Antoine Manessis
"Poutine
voulait une "finlandisation" de l’Europe. Vous allez avoir une
"otanisation" de l’Europe. C’est exactement ce qu’il ne voulait pas,
mais exactement ce qu’il faut pour garantir la sécurité de l’Europe." ( Joe Biden, président des États-Unis)
Le
sommet de l'OTAN va se traduire par une cure d'austérité pour les
peuples de l'Europe sous la coupe étasunienne. En effet, Biden a exigé
que les gouvernements d'Europe n'oublie pas de contribuer au financement
de l'OTAN. "Au minimum ", a insisté le président étasunien, la
contribution des pays doit être de 2% du PIB, chiffre réclamé déjà par
Trump.
Le
beurre ou les canons : Biden, Macron et les autres sinistres guignols de
l'OTAN ont choisi. Et les peuples vont douloureusement s'en
apercevoir. Car
les États-Unis vont significativement accroître leur présence militaire
en Europe avec l’Organisation du traité de l’Atlantique Nord (OTAN)
qu'ils ont créé et qu'ils contrôlent. Des troupes et des équipements
supplémentaires seront ainsi déployés en Pologne, en Allemagne, au
Royaume-Uni, en Roumanie, en Espagne, en Italie et dans les pays baltes
(Estonie, Lituanie, Lettonie). La
Suède et la Finlande, le veto turc levé, sont donc admis dans l'OTAN.

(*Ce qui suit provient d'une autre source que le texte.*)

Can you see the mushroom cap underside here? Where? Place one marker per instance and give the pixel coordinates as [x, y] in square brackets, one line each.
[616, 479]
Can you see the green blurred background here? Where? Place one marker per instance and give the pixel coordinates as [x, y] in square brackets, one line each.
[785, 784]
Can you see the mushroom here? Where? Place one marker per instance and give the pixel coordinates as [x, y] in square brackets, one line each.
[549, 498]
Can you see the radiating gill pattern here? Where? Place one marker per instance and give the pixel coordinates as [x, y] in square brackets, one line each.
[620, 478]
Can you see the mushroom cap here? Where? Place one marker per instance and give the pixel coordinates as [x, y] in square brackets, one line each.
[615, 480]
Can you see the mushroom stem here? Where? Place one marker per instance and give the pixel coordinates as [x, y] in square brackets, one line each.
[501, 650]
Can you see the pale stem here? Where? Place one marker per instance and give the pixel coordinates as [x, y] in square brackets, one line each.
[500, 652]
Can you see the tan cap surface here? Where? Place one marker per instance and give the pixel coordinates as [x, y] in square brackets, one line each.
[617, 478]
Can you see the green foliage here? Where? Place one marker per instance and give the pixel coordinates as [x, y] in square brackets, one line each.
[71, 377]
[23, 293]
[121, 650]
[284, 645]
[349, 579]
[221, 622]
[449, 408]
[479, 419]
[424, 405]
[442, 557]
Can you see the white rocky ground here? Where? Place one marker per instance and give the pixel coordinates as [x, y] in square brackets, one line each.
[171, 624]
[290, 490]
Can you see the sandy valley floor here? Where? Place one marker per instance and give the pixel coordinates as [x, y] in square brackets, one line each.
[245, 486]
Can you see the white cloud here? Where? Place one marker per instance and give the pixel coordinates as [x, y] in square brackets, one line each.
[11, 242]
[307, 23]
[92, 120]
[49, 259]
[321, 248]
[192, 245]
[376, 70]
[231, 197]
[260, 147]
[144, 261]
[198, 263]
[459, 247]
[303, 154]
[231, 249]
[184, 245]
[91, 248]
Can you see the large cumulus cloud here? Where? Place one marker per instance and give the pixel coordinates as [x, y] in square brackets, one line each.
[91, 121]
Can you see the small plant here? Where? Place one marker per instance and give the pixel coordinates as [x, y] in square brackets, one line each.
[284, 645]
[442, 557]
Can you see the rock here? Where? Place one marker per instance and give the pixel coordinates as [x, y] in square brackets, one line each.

Techniquement, cela ne change rien, tant ces deux pays sont des larbins
des Etats-Unis depuis fort longtemps, mais politiquement cela révèle
l'agressivité de l'OTAN, c'est-à-dire des Etats-Unis, vis à vis de leur
rival russe.
Cela se traduira par :
l’installation
en Pologne d’un quartier général permanent du 5e corps d'armée
américain, qui deviendra une première présence américaine permanente sur
le flanc oriental de l'OTAN; l’envoi
de deux escadrons supplémentaires d’avions de chasse F-35 à la base de
Lakenheath, dans l’ouest de l’Angleterre. Les escadrons sont
généralement composés d’au moins une douzaine d’aéronefs; l’envoi
de deux destroyers supplémentaires sur la base navale espagnole de
Rota, dans le sud de l’Espagne, faisant passer leur total à six; le
déploiement de capacités supplémentaires de défense aérienne en
Allemagne et en Italie, accompagnées de déploiement de 625 et de
65 militaires respectivement; l’envoi d’une brigade supplémentaire en Roumanie, faisant passer le nombre de militaires américains dans ce pays de 2000 à 5000; des déploiements
supplémentaires dans les États baltes, ce qui inclut, selon le
Pentagone, de l'artillerie, de l'aviation, de la défense antiaérienne et
la présence de troupes d'élite. Washington promet aussi
une intensification des exercices militaires dans ces pays. Biden
a rappelé que les États-Unis avaient déjà déployé cette
année 20 000 militaires supplémentaires en Europe, ce qui porte à plus
de 100 000 le nombre d'Américains stationnés sur le continent. Selon le
Pentagone, Washington va dépenser 3,8 milliards de dollars dans le cadre
de son Initiative de dissuasion en Europe pour l'année budgétaire 2022,
et 4,2 milliards de dollars de plus l’an prochain.
Tout
cela est évidemment inquiétant et va dans le sens d'un risque accru de
conflagration entre hyper-puissances atomiques, ce qui réglerait
définitivement le sort de l'Europe. L'irresponsabilité de ces
gesticulations coûtent des milliards et n'ont aucun sens. Combien de
temps encore de telles politiques seront-elles supportées par les
peuples ?
La sortie de l'OTAN portée par Mélenchon est plus urgente que jamais.